A data-driven approach to support voltage profiles & loss reduction in wind generator integrated active distribution network considering solid-state transformers with twofold reactive power compensation

The paper proposes an optimal planning strategy for an active distribution network (ADN) with wind energy-based distributed generation (WDG) by considering the twofold reactive power compensation (TRPC) feature of a three-stage type solid-state transformer (SST). A model for wind speed and load demand estimation for each hour of the day is formulated by using the partition around medoids (PAM) technique over an annual database of load demand and wind speed. A multi-objective mixed-integer non-linear programming (MINLP) approach for optimally locating and sizing the SST installations in the radial distribution network (RDN) is presented to address the dual objectives of voltage profile improvement (VPI) and energy loss reduction (ELR).
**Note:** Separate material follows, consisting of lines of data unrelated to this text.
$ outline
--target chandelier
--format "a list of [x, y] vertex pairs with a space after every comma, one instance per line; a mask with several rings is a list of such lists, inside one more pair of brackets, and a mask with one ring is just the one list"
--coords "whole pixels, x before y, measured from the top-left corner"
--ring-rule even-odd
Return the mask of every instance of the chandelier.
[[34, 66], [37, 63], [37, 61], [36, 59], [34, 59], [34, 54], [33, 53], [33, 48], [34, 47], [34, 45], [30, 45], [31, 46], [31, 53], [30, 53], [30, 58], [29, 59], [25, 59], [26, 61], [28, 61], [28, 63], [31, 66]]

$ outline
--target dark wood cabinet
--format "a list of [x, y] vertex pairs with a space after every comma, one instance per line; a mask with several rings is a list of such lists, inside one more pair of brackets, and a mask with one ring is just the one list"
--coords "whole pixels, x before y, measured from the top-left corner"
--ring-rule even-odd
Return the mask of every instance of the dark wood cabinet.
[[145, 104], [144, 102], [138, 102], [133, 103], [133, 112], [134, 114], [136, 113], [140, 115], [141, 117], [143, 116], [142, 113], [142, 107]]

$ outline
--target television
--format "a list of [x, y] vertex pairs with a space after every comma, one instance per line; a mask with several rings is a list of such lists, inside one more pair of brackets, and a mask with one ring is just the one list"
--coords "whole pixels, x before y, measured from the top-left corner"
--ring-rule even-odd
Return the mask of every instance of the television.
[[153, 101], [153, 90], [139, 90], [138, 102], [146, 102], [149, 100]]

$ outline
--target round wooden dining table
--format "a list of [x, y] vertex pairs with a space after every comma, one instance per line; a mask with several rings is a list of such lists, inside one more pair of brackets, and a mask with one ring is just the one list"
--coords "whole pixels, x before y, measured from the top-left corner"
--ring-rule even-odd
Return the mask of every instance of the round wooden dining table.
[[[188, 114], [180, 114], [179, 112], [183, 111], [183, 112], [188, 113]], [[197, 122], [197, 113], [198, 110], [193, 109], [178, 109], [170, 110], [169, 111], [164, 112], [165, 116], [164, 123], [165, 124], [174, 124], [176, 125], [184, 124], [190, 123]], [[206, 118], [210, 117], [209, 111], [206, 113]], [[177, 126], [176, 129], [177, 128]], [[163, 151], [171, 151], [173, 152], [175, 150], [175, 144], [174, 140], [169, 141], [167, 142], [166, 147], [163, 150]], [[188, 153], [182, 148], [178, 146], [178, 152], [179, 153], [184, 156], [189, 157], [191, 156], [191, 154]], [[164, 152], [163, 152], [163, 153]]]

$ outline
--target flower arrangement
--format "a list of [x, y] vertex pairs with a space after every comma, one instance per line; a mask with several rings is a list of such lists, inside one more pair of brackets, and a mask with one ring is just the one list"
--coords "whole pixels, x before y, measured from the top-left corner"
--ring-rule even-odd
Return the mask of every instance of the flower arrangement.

Along with the SST parameters, the locations and number of wind turbine (WT) units to be integrated into the system are treated as optimization variables. Furthermore, the distribution power flow accounts for the distribution transformer's (DT) operating losses as well as the approximate losses of the SST. The presented approach is tested on a 33-bus RDN and the results are reported for multiple case studies. The programming was developed in the MATLAB R2020a environment and the paretosearch algorithm (PSA) is used to address the MINLP problem. Other standard multi-objective optimization algorithms, including multi-objective multi-verse optimization (MOMVO), non-dominated sorting genetic algorithm (NSGA-II), and multi-objective salp swarm algorithm (MSSA) are used to compare the performance of the proposed method. The outcomes of the peak hour evaluation, with a 20% over-rating, show the active and reactive power demand on the MV side of the substation to have decreased by 56.3% and 30.1% respectively. The active line loss has been lowered by 76.95% and the reactive line loss has decreased by 76.14%. The absolute minimum voltage has increased by 7.314%. Furthermore, according to the annual technical evaluation, there was a 29.42% reduction in active energy served by the DTs and SSTs.

Automated summary

This study proposes an optimal planning strategy for an active distribution network with wind energy-based distributed generation, considering the twofold reactive power compensation feature of a three-stage solid-state transformer. Models for wind speed and load demand estimation are formulated using the PAM technique, and a multi-objective MINLP approach is presented for locating and sizing the SST installations to improve voltage profile and reduce energy losses. The approach is tested on a 33-bus RDN and results show significant improvements in active and reactive power demand, line losses, and voltage quality.